But the state can still audit a business even after voluntary disclosure. The form for such disclosure indicates that the state will “take the Holder’s actions into consideration in any decision whether to audit the Holder’s books and records.” So if a business owner finds that the business doesn’t owe anything, or doesn’t owe as much as the state hopes to get, the bounty hunters can - and probably will - move in anyway.
These audits are particularly burdensome for smaller companies that do not have extensive accounting staffs or infrastructure to handle unclaimed property - and which, in many cases, have good reasons to doubt they hold any assets that rightfully should be turned over to the state. Quite a few of those companies have no contact with Delaware at all, except for the fact that they are organized there and file annual business tax forms with the state. But that does not protect them from the bounty hunters.
Larger companies expect to deal with this issue in Delaware, as well as in other states where they do business. Abandoned property is not high on their list of concerns. But the big kids have their own complaints with Delaware. The Wall Street Journal reported yesterday that Dole Food Co. and other large enterprises are becoming disenchanted with Delaware’s treatment of them too, largely because they feel the state is undermining their defenses against unwarranted shareholder lawsuits. Other states, like Nevada, Michigan and Oklahoma, see an opening to capitalize on this crack in Delaware’s “franchise,” much as Delaware captured incorporation business from New York and New Jersey a century ago by offering a more hospitable legal climate.

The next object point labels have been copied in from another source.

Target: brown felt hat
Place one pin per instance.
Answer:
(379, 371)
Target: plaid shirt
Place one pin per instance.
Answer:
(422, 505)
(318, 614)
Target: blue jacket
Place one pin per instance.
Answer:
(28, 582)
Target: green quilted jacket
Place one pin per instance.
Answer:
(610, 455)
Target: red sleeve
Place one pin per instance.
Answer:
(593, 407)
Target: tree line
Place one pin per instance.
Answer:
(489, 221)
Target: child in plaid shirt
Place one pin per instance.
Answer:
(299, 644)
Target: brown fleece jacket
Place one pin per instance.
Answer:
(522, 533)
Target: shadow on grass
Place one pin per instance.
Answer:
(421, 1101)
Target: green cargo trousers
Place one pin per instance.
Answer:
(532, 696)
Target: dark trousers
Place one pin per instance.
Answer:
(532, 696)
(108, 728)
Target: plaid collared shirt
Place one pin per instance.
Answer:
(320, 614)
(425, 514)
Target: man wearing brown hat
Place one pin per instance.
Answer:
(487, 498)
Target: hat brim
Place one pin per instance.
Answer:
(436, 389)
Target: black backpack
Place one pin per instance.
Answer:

Delaware’s changes to its unclaimed property law are a response to adverse publicity and legal challenges, but that response is best described as pitiful. Or maybe embarrassing. Or maybe shameless. It seems that Delaware may not have gotten the message that there are 49 other states out there, and a lot of them want your business. And some of them don’t feel any need or entitlement to get something out of you for nothing.